The book, a revised version of the author's doctoral dissertation, chronicles the history of Vietnam from the nascent French colonization in 1885 to the August Revolution in 1945. These events serve as background to the revolution. The author's thesis is that the political events in the middle of the 20th century in Vietnam were not limited to an anti-colonial revolt, but constituted a pervasive political revolution.

==Introduction and conclusion==
The theory on revolution that McAlister draws from the events in Vietnam is initially foreshadowed in the introduction to the book, and elaborated upon in the conclusion. It is here that the author fully elucidates his theory on revolution and supports it by drawing on the events that were chronicled in the earlier text of the book. Here McAlister cogently argues that modernization of the revolutionary class, enmity towards the so-called oppressive force that surpasses reactionary sentiment, and the capability and determination of the revolutionary leaders are essential factors in order for a revolution to occur.

==Sources==
The primary sources the author uses to support much of the book were from the archives of the French Army in the First Indochina War. These documents were largely summaries of French intelligence on the Viet Minh during the French occupation. The author, in pursuit of an unbiased account, incorporates sources that were published by Hanoi in order to balance the French sources. At the time of the writing of the book in 1966, McAlister was aware that many sources that could be used in his research were still classified, and he articulated the possibility that relevant information would be contained in the then classified documents.

==Outline==
The author sets up his thesis by first differentiating between events that are merely revolts and those that are revolutions. A revolt is characterized as a revolution when it is accompanied by significant structural political changes. McAlister makes it a point to clarify his definition of revolution, and does not limit it to a specific event and title, but argues that large scale changes over time are also revolutions. In this way, McAlister's characterization of revolution in Vietnam is more akin to the Industrial Revolution than to other political revolutions such as the Russian Revolution of 1917.

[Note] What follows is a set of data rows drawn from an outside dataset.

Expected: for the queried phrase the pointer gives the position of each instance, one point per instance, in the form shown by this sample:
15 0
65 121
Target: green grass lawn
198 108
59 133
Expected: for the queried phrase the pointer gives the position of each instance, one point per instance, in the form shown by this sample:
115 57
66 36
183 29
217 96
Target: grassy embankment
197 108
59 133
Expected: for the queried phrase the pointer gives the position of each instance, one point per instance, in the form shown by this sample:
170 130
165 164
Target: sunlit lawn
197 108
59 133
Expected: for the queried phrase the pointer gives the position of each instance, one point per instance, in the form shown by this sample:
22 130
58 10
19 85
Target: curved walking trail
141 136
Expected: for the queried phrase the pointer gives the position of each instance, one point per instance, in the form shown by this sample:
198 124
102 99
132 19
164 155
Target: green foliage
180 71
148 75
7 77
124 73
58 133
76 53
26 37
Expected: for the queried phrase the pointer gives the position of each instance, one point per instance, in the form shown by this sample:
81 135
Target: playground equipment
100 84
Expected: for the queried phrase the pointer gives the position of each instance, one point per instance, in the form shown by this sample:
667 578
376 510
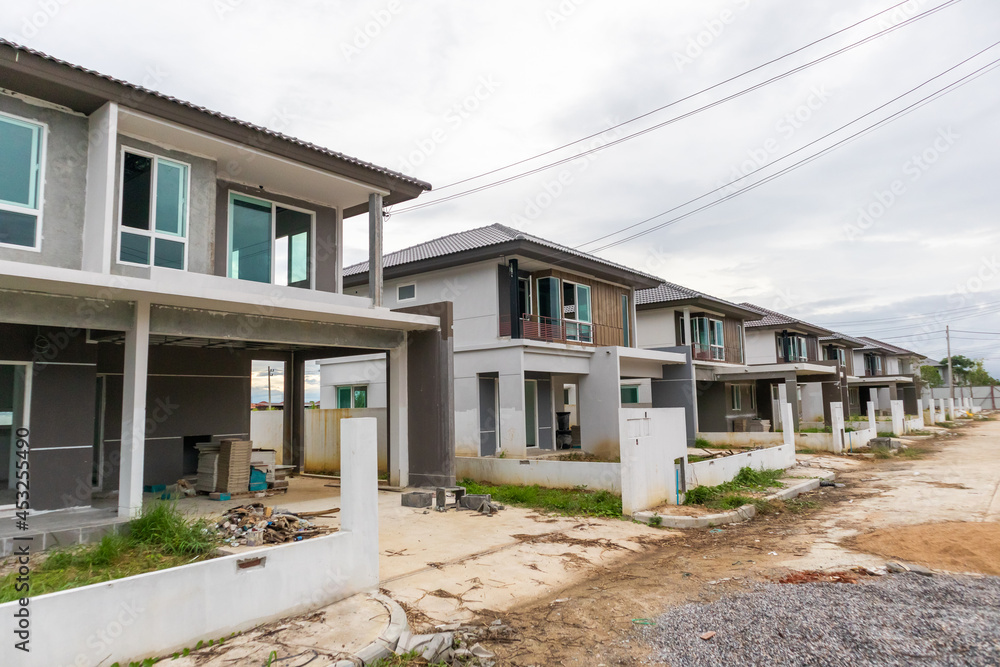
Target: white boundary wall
651 440
720 471
160 612
553 474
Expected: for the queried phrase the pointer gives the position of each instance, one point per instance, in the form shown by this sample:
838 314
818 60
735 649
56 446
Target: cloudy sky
895 234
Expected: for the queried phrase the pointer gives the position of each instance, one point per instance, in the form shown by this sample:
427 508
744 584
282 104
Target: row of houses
151 250
543 332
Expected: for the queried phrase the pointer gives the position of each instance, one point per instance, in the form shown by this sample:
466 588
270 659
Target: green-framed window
21 157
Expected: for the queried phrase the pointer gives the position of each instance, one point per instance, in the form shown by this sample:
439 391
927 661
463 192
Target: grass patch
161 538
568 502
733 494
912 453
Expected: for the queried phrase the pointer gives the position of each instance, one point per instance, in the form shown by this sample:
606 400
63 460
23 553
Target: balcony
720 353
536 327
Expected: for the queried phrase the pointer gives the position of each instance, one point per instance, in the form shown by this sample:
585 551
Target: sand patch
955 546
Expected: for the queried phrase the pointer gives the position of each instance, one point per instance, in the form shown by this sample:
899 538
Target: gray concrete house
150 250
542 332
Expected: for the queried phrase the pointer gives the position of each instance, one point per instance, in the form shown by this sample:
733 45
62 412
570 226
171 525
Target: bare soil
954 546
598 621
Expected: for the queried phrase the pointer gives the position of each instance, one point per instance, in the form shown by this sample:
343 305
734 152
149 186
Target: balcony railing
721 353
537 327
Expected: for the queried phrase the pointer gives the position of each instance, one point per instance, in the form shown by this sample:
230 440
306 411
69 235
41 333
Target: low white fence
161 612
719 471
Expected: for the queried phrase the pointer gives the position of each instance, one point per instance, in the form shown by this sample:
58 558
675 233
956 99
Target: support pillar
133 445
399 421
375 249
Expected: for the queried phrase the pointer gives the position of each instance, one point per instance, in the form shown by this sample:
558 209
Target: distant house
543 334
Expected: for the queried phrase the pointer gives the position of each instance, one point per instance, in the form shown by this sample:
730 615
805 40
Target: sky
894 234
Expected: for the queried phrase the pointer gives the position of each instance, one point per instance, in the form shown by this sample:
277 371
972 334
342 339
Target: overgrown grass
161 538
733 494
569 502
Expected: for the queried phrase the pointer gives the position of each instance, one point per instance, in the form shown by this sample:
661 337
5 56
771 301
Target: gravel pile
902 619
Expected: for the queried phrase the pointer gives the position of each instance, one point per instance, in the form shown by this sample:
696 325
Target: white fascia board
182 289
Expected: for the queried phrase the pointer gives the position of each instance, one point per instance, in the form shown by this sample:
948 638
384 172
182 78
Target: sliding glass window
153 211
21 148
269 243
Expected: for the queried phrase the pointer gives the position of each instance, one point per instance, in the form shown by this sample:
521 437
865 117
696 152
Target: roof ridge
218 114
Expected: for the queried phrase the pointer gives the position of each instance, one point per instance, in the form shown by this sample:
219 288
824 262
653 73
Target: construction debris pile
256 525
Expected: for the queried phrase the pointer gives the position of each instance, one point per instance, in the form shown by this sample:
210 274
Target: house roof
774 319
85 90
849 341
673 294
494 240
891 349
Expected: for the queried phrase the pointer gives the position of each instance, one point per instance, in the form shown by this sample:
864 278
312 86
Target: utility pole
951 375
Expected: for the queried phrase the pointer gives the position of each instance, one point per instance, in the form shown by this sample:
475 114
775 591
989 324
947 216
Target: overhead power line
710 105
674 103
895 116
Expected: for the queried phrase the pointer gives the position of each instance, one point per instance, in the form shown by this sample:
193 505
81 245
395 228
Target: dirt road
884 508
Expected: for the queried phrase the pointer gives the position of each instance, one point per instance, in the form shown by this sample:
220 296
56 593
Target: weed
733 494
162 537
569 502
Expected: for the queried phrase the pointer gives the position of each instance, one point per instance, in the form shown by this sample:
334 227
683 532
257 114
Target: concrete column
399 448
98 216
898 420
598 403
133 445
375 249
359 493
837 426
338 259
787 417
511 424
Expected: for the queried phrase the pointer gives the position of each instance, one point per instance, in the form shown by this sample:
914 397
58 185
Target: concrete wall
65 185
161 612
720 471
761 347
656 328
596 476
742 440
472 288
323 437
368 370
651 440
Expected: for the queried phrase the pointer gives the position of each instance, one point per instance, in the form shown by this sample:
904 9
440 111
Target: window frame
352 388
311 262
412 298
152 234
42 154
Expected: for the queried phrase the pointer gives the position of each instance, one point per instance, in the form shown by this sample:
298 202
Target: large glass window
269 243
153 211
20 181
576 309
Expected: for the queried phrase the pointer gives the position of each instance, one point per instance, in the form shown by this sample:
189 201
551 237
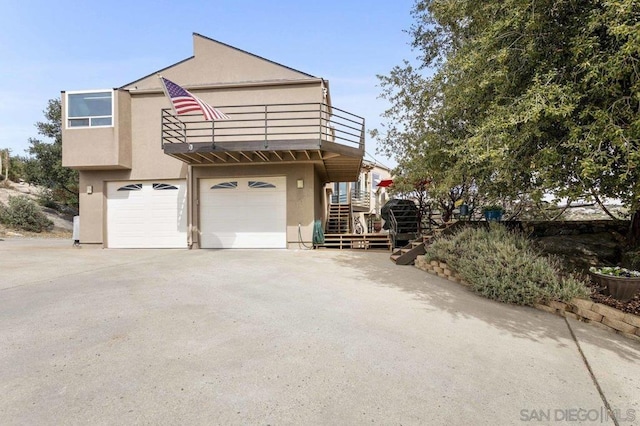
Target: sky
50 46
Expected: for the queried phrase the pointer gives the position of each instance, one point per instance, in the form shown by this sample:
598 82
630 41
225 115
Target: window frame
89 126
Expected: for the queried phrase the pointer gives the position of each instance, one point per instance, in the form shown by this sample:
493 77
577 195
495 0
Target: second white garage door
243 212
147 214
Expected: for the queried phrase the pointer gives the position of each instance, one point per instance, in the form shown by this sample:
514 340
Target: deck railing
359 198
269 122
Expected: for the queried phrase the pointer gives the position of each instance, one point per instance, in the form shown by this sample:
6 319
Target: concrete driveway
93 336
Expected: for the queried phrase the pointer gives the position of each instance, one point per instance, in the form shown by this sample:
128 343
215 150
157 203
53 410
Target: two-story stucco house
152 179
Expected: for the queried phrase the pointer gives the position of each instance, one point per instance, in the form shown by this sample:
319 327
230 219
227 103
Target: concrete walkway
93 336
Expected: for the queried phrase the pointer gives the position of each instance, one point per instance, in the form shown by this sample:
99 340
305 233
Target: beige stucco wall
226 76
217 63
99 147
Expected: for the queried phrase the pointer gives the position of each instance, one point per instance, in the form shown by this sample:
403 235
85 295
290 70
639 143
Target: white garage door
147 214
243 213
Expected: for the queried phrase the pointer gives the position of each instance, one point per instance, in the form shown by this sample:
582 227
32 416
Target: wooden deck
378 241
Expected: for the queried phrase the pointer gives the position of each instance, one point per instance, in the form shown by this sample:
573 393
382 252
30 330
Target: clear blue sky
50 46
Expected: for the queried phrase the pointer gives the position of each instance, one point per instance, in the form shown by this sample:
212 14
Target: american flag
184 102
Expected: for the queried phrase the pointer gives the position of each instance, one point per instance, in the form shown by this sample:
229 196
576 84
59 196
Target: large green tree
521 98
44 165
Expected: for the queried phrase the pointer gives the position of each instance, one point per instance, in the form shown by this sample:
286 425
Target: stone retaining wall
597 314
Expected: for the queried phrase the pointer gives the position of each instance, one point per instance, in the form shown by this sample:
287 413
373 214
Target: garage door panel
153 216
243 216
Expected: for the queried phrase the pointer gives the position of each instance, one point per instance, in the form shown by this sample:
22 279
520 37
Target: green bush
631 260
23 213
46 199
503 266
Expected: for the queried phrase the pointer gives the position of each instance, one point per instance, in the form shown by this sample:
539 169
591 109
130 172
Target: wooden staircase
339 233
407 255
339 219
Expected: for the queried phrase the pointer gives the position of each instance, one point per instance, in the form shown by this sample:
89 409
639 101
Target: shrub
22 213
503 266
46 199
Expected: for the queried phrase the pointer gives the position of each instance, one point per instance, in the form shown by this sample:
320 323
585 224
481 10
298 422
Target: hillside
62 223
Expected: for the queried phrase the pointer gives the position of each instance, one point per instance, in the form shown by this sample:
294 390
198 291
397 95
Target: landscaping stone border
597 314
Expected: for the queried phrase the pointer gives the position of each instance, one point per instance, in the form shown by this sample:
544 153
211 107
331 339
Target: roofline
155 72
254 55
224 44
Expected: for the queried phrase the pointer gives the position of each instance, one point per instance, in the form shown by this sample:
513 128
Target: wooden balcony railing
267 123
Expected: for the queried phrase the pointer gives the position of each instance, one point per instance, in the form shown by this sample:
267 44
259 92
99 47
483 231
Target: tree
524 98
44 166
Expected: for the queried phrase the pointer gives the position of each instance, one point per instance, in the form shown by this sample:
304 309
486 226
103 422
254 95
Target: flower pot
621 288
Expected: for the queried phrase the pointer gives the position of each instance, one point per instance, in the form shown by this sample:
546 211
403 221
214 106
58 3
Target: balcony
360 200
273 133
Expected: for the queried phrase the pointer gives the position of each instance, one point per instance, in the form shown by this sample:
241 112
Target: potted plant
619 283
493 212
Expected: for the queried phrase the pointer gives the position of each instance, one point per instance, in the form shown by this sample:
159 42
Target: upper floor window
90 109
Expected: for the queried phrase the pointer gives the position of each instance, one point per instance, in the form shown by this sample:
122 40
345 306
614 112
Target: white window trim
79 92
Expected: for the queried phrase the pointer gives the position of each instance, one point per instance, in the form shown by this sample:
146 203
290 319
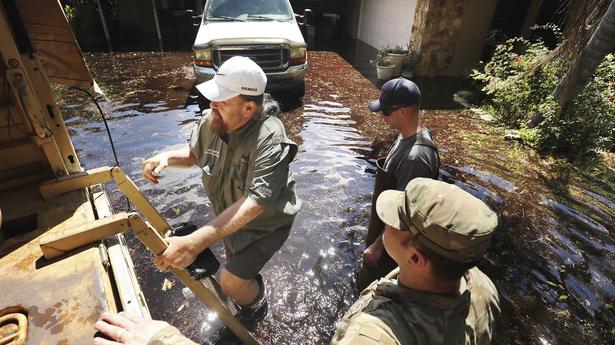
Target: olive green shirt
251 162
387 313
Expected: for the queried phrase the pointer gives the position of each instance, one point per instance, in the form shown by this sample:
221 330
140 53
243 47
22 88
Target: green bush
518 86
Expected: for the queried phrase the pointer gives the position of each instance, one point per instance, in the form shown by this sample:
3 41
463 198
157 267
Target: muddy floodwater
552 259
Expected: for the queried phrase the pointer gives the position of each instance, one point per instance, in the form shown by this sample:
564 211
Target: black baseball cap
400 91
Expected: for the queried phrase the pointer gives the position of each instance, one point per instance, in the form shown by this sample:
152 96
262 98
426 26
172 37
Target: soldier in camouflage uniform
436 233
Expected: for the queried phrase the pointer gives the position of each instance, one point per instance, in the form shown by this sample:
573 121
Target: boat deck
63 297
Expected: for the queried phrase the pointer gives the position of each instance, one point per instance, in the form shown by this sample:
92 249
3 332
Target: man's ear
250 107
416 257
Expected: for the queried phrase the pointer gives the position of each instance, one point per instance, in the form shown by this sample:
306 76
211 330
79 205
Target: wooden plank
140 201
156 244
59 186
59 243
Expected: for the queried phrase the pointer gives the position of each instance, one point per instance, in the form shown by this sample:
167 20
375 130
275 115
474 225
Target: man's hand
181 252
373 253
153 166
126 328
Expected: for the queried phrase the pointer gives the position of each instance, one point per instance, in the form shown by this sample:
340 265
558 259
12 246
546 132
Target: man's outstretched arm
181 158
183 250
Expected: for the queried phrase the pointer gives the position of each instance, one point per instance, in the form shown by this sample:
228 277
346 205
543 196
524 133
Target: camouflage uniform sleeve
170 336
365 329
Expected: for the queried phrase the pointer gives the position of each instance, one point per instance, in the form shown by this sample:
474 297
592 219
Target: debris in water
167 284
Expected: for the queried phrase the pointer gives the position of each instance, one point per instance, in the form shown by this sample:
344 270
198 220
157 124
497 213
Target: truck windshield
248 10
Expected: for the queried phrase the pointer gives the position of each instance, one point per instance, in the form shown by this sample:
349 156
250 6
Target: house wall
451 35
350 10
386 22
477 17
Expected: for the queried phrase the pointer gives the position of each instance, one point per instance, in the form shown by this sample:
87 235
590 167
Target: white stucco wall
386 22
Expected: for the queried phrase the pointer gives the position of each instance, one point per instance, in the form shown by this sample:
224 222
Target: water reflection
553 258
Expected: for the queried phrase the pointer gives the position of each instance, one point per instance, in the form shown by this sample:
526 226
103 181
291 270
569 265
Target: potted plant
384 69
396 55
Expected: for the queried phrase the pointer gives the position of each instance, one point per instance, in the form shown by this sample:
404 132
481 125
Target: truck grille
271 58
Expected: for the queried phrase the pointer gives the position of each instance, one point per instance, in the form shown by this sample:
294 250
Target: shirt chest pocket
239 173
211 172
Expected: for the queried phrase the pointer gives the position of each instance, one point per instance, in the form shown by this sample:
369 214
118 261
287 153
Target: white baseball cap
237 76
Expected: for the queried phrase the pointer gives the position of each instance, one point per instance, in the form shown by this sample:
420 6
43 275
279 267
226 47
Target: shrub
518 85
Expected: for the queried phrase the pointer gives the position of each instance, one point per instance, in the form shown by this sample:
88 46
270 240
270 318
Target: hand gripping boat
63 260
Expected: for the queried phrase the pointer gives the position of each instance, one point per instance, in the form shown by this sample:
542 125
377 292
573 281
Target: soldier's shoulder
366 329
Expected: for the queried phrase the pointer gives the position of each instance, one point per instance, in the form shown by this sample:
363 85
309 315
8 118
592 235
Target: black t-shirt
412 157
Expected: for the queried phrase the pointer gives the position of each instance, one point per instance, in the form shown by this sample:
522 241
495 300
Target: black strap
425 140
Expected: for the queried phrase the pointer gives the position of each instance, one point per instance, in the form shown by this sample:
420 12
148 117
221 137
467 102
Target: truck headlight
298 56
202 58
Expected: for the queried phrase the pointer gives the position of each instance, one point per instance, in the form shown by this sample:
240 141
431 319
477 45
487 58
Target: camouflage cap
442 216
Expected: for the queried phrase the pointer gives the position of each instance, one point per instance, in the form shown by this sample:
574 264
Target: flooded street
552 260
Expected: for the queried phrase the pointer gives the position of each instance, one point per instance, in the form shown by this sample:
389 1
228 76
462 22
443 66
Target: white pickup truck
266 31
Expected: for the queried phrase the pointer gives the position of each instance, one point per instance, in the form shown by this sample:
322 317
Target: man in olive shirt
412 155
244 154
436 232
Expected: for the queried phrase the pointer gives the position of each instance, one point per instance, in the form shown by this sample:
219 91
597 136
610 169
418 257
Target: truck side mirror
306 19
196 20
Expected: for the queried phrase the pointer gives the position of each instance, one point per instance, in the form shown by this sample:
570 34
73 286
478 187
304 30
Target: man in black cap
412 155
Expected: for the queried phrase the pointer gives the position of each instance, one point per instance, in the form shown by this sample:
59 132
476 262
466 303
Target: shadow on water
552 259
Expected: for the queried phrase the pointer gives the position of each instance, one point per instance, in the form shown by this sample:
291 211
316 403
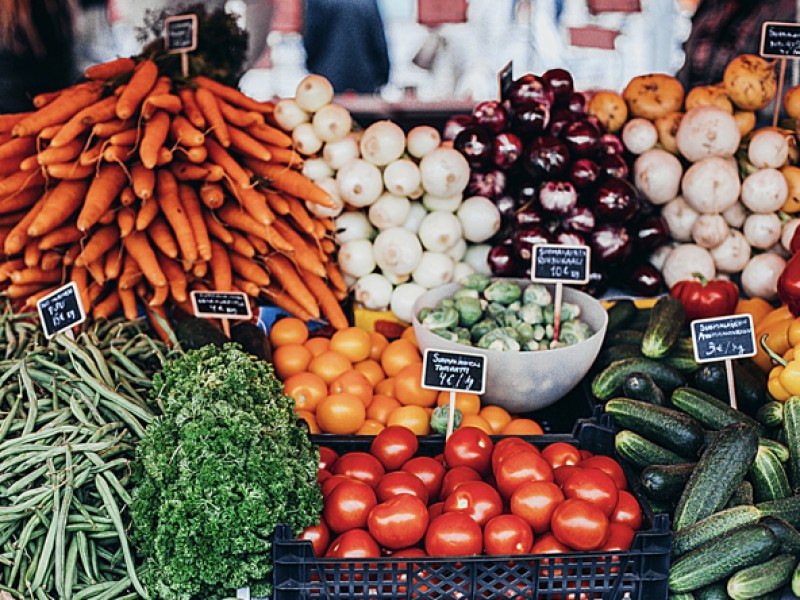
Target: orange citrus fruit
289 330
341 413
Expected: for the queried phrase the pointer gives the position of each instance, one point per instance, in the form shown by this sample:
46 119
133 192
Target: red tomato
355 543
456 476
477 499
394 445
593 486
348 505
469 447
627 511
560 453
361 466
518 467
507 534
430 471
319 536
535 501
579 524
400 482
453 534
327 458
399 522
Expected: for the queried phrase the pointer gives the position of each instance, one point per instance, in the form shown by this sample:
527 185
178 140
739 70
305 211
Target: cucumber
711 412
722 556
787 509
787 535
757 580
721 468
640 386
713 526
664 327
620 314
669 428
768 477
610 380
770 415
642 453
665 482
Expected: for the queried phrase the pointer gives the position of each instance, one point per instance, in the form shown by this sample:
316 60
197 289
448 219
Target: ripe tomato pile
477 497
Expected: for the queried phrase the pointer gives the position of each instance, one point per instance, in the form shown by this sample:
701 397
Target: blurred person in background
345 42
36 50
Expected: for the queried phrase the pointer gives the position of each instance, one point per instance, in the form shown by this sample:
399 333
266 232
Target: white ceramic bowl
526 381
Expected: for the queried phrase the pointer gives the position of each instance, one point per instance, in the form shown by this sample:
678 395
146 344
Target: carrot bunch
137 187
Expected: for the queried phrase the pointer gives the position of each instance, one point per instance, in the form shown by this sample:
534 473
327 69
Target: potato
750 81
610 108
653 96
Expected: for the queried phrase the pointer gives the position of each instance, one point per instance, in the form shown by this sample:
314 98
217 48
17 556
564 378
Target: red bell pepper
703 299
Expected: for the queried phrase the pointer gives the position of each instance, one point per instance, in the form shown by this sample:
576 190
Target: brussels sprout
531 313
536 293
440 416
502 291
441 318
499 340
469 311
476 281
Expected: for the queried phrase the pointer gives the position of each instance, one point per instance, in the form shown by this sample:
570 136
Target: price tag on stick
560 264
724 338
453 372
61 310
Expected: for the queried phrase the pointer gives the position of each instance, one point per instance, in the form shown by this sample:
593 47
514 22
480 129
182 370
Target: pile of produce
71 415
500 315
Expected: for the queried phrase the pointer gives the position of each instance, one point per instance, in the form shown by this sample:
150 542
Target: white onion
479 217
313 92
389 211
382 143
332 123
401 177
422 139
360 183
445 172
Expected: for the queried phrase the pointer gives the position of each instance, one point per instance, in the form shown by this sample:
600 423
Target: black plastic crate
641 573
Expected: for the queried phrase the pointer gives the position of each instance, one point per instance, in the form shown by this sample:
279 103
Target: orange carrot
110 69
194 212
143 79
162 237
155 134
207 102
103 190
138 247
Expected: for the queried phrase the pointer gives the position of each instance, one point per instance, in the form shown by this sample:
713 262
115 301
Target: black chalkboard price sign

In scope and depth, the events in Vietnam contrasted sharply with a simple revolt against foreign occupiers. The dichotomization of Vietnamese population between the rural peasantry and the urban elites, the horizontal bisection of the country for non-geographical reasons, and expansion of the revolutionary party's antipathy into other areas outside the French occupation are events in Vietnam in the 20th century that McAlister uses to support his thesis.

===Explaining revolution===
Aside from characterizing the events in Vietnam as a revolution, McAlister also supports his thesis by arguing why Vietnam underwent a revolution. He does this by drawing a connection between modernity and revolution. In the conclusion of the book he provides evidence that a necessary prerequisite for a large scale revolution is modernization of the revolutionary class. This is supported by other revolutions, for example, those that occurred in Germany and Russia in the 20th century. The group that ultimately became the revolutionary class in Vietnam was the modernized middle class. These were people who were educated and modernized by French institutions, who were expected to serve in the higher level French colonial institutions; thus they felt entitled to an entry into politics, but the French denied them that perceived right. The author concludes that the revolution in Vietnam occurred because the modernized and educated middle class were denied entry into a political realm to which they felt they were entitled.

McAlister argues that the revolutionaries in Vietnam made closing the gap between the educated urbanites with the rural peasantry their central objective. The population of Vietnam was fragmented by geography, class, and culture. The mountain ranges and slim dimensions of Vietnam increased the tendency of the population to be isolated from each other. The population was further split into groups of those who tenaciously adhered to their Confucian values and those who admired the possession of wealth ushered in by the French. To bridge this gap, the Vietnamese revolutionaries used political ideology as a catalyst for solidarity and motivation.

Although communism was the dominant political ideology associated with Vietnam during the 20th century, Vietnamese nationalism played an important role in the incipient revolutionary movement. This was due to pragmatic reasons rather than to an ideological conviction. Because Vietnam was culturally and politically fragmented, no single interest could unite a substantial amount of the population. The only way to unite the country and foment solidarity among a heterogeneous population was through emphasizing their common bond, which was their self-identification as a citizen of Vietnam. In Vietnam nationalism was synthesized with communism, which was the popular ideology of the educated, modernized, and disenfranchised middle class.